Compilation/Execution analysis
One common complaint of PyTorch/XLA is that users don’t understand what’s actually going on at PyTorch/XLA level. This time we enhance the PT_XLA_DEBUG=1 flag and let it dump an analysis for every compilation and execution. Some sample analysis looks like
Execution Analysis: ================================================================================
Execution Analysis: Execution Cause
Execution Analysis: user mark_step
Execution Analysis: Graph Info:
Execution Analysis: Graph Hash: 537d4b0264b029688281412214d252e9
Execution Analysis: Number of Graph Inputs: 588
Execution Analysis: Number of Graph Outputs: 320
Execution Analysis: Python Frame Triggered Execution:
Execution Analysis: mark_step (/workspaces/dk2/pytorch/xla/torch_xla/core/xla_model.py:840)

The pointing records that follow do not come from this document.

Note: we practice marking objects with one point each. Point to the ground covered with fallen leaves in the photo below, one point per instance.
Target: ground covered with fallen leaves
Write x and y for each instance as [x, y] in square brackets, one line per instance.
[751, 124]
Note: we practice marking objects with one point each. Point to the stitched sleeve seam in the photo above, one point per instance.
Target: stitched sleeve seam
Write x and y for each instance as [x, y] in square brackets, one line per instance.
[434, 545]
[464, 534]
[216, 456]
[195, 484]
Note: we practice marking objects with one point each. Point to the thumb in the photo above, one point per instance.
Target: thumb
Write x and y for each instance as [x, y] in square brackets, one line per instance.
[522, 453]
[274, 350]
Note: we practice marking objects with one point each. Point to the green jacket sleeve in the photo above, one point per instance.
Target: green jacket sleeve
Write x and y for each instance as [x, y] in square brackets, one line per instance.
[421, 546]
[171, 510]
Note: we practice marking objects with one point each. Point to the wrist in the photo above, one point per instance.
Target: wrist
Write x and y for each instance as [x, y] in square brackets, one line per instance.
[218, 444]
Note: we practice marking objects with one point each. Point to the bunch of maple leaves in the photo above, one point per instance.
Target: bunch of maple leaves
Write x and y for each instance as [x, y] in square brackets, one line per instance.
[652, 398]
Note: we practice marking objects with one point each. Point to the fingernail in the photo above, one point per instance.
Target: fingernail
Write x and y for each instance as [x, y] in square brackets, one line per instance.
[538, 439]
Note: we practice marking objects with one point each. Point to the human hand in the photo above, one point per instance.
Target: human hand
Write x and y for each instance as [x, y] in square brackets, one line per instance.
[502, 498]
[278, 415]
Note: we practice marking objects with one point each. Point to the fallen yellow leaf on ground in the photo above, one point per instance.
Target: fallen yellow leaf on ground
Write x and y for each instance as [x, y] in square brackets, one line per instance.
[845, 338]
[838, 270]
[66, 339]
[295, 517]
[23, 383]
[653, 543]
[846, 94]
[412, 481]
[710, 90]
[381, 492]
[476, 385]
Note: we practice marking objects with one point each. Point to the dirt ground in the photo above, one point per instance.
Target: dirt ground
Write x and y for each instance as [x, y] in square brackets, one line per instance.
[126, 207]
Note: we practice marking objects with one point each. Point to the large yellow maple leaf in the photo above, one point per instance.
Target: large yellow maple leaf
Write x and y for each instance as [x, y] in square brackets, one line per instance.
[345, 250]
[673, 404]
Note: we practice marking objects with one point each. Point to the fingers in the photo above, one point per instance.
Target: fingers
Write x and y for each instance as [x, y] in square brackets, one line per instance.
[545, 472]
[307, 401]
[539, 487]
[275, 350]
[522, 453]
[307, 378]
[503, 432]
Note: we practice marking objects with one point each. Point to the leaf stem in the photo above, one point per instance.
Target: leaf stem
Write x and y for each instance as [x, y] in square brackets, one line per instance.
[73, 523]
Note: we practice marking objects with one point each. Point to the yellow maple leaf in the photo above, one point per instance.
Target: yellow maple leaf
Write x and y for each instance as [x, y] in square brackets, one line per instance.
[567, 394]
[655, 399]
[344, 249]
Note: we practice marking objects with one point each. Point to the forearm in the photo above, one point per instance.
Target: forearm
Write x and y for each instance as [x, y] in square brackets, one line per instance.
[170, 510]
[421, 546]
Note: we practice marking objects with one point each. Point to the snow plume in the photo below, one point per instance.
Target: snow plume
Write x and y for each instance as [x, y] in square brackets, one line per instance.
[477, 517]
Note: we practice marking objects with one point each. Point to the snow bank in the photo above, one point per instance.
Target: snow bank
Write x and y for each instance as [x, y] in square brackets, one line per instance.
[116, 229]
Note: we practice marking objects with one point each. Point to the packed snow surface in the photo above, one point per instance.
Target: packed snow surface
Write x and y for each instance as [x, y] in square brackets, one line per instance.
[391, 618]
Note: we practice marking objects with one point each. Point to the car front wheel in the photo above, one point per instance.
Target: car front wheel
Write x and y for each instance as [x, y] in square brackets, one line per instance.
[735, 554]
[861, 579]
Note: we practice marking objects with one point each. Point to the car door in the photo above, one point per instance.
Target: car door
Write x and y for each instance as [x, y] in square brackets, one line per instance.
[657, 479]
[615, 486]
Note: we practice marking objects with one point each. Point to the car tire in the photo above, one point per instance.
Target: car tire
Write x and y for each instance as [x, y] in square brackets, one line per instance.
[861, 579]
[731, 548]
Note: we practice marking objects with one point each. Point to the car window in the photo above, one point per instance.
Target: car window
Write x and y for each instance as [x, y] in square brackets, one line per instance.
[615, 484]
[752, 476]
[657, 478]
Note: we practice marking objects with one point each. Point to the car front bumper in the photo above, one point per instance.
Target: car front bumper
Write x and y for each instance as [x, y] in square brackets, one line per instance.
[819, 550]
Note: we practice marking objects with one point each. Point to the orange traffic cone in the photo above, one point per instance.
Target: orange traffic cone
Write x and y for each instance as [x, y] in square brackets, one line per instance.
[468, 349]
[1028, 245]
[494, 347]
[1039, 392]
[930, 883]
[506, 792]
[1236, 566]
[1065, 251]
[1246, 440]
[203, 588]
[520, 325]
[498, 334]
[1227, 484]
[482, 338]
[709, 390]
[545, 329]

Execution Analysis: broadcast_master_param (/workspaces/dk2/pytorch/xla/torch_xla/core/xla_model.py:1230)
Async profile captures
Currently the user has to manually run the script to capture the profile on a separate terminal while the model is running which is not very scalable. trace_detached was added to provide a way to automatically profile the model.
Dynamo
(WIP)Single Step Graph
When tracing a model dynamo currently generates a single forward graph and generates the backward graph using the aot-autograd. Having a single step in multiple graphs will bring some performance and memory drawbacks compared to a single graph. We worked with the PyTorch team to propose using the CompiledAutograd to generate the backward graph and inlinging it using dynamo. The RFC can be found here and the POC here. Current plan is to break the POC down and merge them gradually. We expect to merge some of the code changes into 2.3 release but the whole feature will likely take longer.
GPU
Multi host training
We officially support the multi-node training on GPU in the 2.2 release through PJRT runtime and torchrun.
(WIP) GPU SPMD
The focus of the SPMD work has been on TPU but we want to bring more attention to the GPU SPMD for 2.3 release. The plan is to unblock the functionality on 2.3 releases and perform more detailed speed analysis/optimization on later releases.
(WIP) Benchmark
We are working on creating a daily torchbench runs on GPU(and TPU) to understand the XLA:GPU and PyTorch/XLA:GPU performance against other compiler backends like TorchInducotr. Throughout this process we fixed a bunch of issues in out benchmarking script and models. The plan is to set up the automatic benchmark, collect data and publish it on a public dashboard by 2.3 .
Core Aten Ops
As of the 2.2 release, PyTorch/XLA currently supports ~80% of the core aten ops. The goal is to increase the percentage to near 100% (except a couple dynamic ops) by 2.3 release. This will allow a better performance when training/inference a PyTorch/XLA model and significantly increase the model coverage for the torch.export.
Checkpointing
Distributed checkpointing is supported using torch.distributed.checkpoint. To enable more advanced checkpointing features, the CheckpointManager class is introduced. Features enabled include per-step checkpoint management, asynchronous checkpointing, and autocheckpointing on preemption. See the docs for a more complete description.
Async Checkpointing
One key feature of the CheckpointManager API is async checkpointing, which allows training to continue while the checkpoint is written to persistent storage in the background. This is accessible through the CheckpointManger.save_async method.
Auto Checkpointing on Preemption
When using a Cloud TPU with autocheckpoint enabled, the CheckpointManger class will take a checkpoint when a preemption has been detected. The checkpoint will be identified by the step at which the preemption was detected.